Nearby, there’s a woman who makes cloth cases for phones, ones that can be customised to any size or form. There are about six rickshaws in active service, she details. All this has started receiving attention, thanks to historians in the city. “What we have to do now is tell people the stories (of this place), inform them of its potential as a place to visit. But all this with the right procedure — it comes with acquiring the necessary permits and permission,” she points out. With the entire street filled with domestic and commercial heritage structures, there’s room for maintenance in terms of fixing the Madras terrace in the structure or signages or the flooring or ensuring that the surroundings are kept clear of plant overgrowth and basic urban maintenance.

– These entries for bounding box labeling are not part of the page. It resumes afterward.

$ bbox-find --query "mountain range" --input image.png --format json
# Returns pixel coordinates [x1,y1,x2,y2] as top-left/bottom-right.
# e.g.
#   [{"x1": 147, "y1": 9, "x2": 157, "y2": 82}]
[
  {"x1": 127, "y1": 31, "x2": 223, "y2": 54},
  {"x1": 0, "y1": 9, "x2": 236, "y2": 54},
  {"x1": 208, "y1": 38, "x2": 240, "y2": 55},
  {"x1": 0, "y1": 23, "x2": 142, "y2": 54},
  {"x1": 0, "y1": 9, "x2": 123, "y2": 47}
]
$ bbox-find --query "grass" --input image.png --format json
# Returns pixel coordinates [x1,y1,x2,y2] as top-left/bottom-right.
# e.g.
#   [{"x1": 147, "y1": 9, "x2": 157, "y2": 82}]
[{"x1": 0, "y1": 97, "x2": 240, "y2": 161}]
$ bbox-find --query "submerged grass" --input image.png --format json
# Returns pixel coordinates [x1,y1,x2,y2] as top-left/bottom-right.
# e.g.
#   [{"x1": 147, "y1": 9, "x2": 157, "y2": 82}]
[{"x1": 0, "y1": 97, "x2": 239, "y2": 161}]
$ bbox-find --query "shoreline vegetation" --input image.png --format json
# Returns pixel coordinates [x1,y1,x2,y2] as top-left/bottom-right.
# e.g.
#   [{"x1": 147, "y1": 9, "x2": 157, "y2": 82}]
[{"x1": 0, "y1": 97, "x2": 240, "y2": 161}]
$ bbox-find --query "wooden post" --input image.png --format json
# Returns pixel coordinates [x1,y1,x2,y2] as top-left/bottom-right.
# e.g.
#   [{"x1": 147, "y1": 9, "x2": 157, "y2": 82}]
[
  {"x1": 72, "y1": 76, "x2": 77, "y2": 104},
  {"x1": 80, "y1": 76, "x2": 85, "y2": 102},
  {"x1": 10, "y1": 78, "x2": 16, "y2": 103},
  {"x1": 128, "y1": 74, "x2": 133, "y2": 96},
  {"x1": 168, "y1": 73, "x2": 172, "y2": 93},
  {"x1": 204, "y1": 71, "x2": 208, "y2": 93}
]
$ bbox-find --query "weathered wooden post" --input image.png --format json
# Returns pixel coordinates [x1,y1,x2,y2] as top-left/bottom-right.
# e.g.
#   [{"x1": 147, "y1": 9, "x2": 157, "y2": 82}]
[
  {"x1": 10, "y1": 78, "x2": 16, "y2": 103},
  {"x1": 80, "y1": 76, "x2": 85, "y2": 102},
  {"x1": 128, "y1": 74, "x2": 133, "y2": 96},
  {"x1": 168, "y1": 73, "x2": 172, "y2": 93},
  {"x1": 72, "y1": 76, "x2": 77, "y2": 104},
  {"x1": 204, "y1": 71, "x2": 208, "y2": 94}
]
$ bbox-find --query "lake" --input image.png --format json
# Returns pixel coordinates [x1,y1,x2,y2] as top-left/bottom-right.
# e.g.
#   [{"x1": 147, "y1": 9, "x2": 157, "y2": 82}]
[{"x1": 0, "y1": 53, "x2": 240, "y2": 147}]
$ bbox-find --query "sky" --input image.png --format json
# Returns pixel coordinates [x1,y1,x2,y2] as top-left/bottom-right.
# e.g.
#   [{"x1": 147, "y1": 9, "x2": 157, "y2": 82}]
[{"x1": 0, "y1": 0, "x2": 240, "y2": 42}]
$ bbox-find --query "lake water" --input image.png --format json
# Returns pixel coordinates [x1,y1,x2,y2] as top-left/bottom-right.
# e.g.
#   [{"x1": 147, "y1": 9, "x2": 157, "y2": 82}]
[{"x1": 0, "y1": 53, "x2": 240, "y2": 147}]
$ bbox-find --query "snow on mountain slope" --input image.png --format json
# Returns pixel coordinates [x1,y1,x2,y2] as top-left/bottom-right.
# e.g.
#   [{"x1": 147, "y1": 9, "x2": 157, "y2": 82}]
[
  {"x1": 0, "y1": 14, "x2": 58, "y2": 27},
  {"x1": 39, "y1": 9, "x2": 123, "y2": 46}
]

This kind of attention too would help, she suggests.

Mint Street

While the long, narrow lanes that make up this landmark in the northern part of Chennai has held on to the commercial hub tag for decades, it could use some help in upping its game, especially given its immense potential for food tourism. It’s far from being organised for it at this point, says Sridhar Venkataraman, co-founder of Chennai Food Walk. “There are people like me who do these food walks but it is not popularised that well. The Tourism Department also doesn’t concentrate on these kinds of quick wins. The biggest problem is the eateries that exist don’t have a mechanism to advertise themselves,” he explains.

Active participation from the department — inviting people to contribute to programmes — could go a long way, he suggests. Attending to the area’s traffic woes would be another huge improvement, he says. Wholesale trade brings in plenty of commercial traffic; the problem at Mint Street is that there is no system in place to regulate the comings and goings of this section of vehicles, forcing it to coexist disharmoniously with local traffic. Incentivising a prudent system would not only help the traders but the public looking to access these shops too. But, it’s not without some terms and conditions. “You cannot really expand the roads, cannot create new infrastructure there, cannot bring down the buildings and destroy the heritage aspect,” he notes. Besides this, creating a detailed catalogue of the kind of shops, services and goods available in the many lanes of Mint Street — a one-stop guide — would be a big upgrade in itself, he says.